Specific deletion of c-met in mice decreased Glut-2 expression in pancreatic β cells. A, B: Semiquantitative RT-PCR demonstrates decreased Glut-2 mRNA levels in the pancreatic islets isolated from βmet^−/− mice, compared with the controls. Graphical presentation shows the relative Glut-2 mRNA abundance in the control and βmet^−/− islets after normalization to actin. *P < 0.05, n = 3. C, D: Representative Western blot and graphical presentation show decreased Glut-2 protein levels in the pancreatic islets isolated from βmet^−/− mice, compared with the controls. *P < 0.05, n = 4. E, F: Representative micrographs demonstrate localization and abundance of Glut-2 protein in the islets of control (E) and βmet^−/− mice (F).

Figure 5

β-Cell-specific ablation of c-met results in reduced islet size but maintains normal islet structure at 6 months of age.
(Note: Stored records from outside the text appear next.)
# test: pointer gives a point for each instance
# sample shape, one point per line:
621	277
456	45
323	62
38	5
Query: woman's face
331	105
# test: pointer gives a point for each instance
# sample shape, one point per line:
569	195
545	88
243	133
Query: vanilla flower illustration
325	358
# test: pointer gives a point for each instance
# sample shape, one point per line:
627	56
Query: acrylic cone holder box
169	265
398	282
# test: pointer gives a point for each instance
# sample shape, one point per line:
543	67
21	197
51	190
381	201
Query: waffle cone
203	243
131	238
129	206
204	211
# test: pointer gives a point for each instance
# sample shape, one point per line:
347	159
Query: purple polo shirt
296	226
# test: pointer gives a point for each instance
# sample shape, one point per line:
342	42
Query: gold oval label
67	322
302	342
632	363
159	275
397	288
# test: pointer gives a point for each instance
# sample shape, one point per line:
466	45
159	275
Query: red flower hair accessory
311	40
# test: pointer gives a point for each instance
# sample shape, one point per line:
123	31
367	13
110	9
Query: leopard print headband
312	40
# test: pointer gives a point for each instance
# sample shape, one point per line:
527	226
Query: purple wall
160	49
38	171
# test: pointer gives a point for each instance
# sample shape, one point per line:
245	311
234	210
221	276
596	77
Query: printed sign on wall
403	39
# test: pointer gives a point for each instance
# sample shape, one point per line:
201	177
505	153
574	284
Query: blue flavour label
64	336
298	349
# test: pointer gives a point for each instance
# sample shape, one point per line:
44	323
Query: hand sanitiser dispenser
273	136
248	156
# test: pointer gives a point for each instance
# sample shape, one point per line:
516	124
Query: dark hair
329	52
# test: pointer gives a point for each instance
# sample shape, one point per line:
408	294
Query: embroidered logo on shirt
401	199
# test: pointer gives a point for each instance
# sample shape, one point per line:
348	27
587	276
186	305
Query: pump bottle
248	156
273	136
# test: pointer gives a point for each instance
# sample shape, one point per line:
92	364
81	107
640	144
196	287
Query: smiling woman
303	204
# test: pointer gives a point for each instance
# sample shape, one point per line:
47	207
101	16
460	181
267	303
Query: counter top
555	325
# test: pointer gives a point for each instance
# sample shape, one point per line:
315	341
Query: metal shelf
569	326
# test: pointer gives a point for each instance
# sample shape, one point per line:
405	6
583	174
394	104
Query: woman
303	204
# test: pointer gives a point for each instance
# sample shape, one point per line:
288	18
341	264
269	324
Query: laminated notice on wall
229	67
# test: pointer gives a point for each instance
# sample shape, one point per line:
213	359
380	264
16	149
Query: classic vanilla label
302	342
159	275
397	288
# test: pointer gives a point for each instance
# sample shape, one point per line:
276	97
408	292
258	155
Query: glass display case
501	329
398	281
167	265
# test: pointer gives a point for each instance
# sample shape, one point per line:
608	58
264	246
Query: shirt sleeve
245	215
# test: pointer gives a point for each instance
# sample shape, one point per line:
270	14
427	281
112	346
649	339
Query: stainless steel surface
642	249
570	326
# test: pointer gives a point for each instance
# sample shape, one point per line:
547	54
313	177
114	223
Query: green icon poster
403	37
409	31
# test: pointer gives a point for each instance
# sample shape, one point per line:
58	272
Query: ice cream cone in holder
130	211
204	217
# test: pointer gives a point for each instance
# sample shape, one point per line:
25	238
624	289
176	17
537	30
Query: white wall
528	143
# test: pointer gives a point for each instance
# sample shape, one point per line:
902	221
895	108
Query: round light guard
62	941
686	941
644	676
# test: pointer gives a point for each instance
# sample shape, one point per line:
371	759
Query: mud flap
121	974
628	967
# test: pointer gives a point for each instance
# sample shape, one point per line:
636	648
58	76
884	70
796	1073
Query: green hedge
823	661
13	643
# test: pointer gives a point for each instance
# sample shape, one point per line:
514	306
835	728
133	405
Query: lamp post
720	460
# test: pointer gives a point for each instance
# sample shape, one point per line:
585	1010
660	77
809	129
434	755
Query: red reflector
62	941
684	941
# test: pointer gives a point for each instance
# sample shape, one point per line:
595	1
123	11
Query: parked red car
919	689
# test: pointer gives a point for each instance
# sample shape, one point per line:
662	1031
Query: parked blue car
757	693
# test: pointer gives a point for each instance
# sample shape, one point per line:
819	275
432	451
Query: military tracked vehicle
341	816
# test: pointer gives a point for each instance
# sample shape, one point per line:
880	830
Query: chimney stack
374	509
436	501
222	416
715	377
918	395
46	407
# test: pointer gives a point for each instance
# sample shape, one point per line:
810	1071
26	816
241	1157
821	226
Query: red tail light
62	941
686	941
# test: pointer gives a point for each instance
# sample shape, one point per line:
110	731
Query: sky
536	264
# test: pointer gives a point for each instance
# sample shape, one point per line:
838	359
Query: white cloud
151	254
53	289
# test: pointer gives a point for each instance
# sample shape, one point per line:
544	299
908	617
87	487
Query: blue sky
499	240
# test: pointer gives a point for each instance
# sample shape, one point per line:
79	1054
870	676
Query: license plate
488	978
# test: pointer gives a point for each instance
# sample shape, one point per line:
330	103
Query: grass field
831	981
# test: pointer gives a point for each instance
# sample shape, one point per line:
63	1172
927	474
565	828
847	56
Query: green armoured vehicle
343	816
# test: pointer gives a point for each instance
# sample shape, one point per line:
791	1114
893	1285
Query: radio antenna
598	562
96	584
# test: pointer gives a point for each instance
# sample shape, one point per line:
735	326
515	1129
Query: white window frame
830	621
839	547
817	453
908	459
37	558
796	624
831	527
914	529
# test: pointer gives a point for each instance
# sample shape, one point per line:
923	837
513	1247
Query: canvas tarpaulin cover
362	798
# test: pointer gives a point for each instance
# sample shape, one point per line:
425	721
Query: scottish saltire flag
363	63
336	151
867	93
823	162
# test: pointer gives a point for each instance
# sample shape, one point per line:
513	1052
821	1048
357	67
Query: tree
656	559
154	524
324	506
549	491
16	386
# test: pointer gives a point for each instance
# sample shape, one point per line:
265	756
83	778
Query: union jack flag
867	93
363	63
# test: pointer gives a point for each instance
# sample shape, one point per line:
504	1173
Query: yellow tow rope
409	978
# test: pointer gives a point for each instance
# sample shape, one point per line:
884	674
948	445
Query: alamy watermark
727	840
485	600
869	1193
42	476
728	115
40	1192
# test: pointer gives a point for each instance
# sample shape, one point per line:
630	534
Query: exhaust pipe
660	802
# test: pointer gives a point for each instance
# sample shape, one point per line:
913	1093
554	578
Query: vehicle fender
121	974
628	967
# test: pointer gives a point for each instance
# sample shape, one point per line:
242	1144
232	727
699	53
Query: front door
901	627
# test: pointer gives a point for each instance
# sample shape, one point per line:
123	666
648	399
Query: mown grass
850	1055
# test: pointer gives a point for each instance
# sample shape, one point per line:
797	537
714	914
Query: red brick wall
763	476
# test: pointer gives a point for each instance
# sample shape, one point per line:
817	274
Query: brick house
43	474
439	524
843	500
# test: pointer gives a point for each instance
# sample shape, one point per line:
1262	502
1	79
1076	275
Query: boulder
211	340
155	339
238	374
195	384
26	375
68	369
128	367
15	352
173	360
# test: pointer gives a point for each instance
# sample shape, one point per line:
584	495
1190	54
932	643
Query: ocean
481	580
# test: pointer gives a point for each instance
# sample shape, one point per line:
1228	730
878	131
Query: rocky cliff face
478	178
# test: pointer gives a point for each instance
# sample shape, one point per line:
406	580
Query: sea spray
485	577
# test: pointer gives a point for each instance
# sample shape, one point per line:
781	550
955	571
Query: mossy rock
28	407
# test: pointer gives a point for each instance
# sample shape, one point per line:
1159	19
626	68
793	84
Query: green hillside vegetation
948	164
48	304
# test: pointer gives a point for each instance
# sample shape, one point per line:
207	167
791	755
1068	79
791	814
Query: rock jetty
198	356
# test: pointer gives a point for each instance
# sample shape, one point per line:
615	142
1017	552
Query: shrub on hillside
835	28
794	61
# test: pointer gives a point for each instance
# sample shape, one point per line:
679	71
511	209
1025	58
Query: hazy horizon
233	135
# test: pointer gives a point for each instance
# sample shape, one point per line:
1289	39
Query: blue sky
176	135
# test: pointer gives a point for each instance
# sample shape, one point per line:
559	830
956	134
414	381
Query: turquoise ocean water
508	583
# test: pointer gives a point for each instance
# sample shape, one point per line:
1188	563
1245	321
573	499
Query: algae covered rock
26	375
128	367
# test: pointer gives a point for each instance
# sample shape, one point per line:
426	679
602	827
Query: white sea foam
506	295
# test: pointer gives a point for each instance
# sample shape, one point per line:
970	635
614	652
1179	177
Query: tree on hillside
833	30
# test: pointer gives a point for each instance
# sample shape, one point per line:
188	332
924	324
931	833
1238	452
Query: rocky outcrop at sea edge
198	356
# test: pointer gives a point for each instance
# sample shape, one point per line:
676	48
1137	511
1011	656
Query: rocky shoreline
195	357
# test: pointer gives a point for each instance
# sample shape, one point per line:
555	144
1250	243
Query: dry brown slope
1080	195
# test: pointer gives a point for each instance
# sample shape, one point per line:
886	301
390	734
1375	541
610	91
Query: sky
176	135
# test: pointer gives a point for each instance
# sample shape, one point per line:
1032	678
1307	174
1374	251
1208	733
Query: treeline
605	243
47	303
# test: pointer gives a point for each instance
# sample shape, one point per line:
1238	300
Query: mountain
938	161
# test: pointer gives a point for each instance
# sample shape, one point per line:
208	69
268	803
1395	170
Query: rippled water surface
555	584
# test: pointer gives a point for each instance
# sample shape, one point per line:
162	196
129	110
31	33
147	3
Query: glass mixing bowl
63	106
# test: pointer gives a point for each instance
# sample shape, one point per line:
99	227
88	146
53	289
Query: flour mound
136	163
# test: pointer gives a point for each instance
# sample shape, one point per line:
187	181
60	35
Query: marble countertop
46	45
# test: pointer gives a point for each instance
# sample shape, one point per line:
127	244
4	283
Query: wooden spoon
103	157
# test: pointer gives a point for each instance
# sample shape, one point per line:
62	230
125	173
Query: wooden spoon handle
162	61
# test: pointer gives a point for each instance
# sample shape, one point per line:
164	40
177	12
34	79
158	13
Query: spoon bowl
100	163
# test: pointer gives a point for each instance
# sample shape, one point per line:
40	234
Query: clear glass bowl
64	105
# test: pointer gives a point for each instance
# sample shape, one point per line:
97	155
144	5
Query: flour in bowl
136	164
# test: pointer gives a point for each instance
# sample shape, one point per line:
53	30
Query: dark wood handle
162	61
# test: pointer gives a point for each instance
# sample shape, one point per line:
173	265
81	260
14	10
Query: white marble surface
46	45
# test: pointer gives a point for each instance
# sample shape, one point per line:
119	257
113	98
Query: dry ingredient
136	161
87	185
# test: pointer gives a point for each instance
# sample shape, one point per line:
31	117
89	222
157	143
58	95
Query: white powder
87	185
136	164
A: Reduced islet area was observed in βmet^−/− mice at 6 months of age, compared to the controls. The percentage of islet/pancreas areas was measured in pancreatic sections stained with insulin and data were presented as mean ± SE. *P < 0.05, n = 8. B: Pancreatic insulin content was decreased in βmet^−/− mice at 6 months of age, compared to the controls. Insulin levels were expressed as ng/mg pancreas. *P < 0.05, n = 4. C: No difference in relative insulin content in the islets of the control and βmet^−/− mice was found. Islet insulin content was measured in acid-ethanol extracts and expressed as ng/μg protein (n = 4). D: No difference in relative abundance of insulin mRNA levels was observed in the islets of the control and βmet^−/− mice (n = 3). E to J: Representative micrographs show islet structure and morphology in the control (E to G) and βmet^−/− mice (H to J) after staining with various antibodies. E and H, insulin; F and I, glucagons; G and J, somatostatin.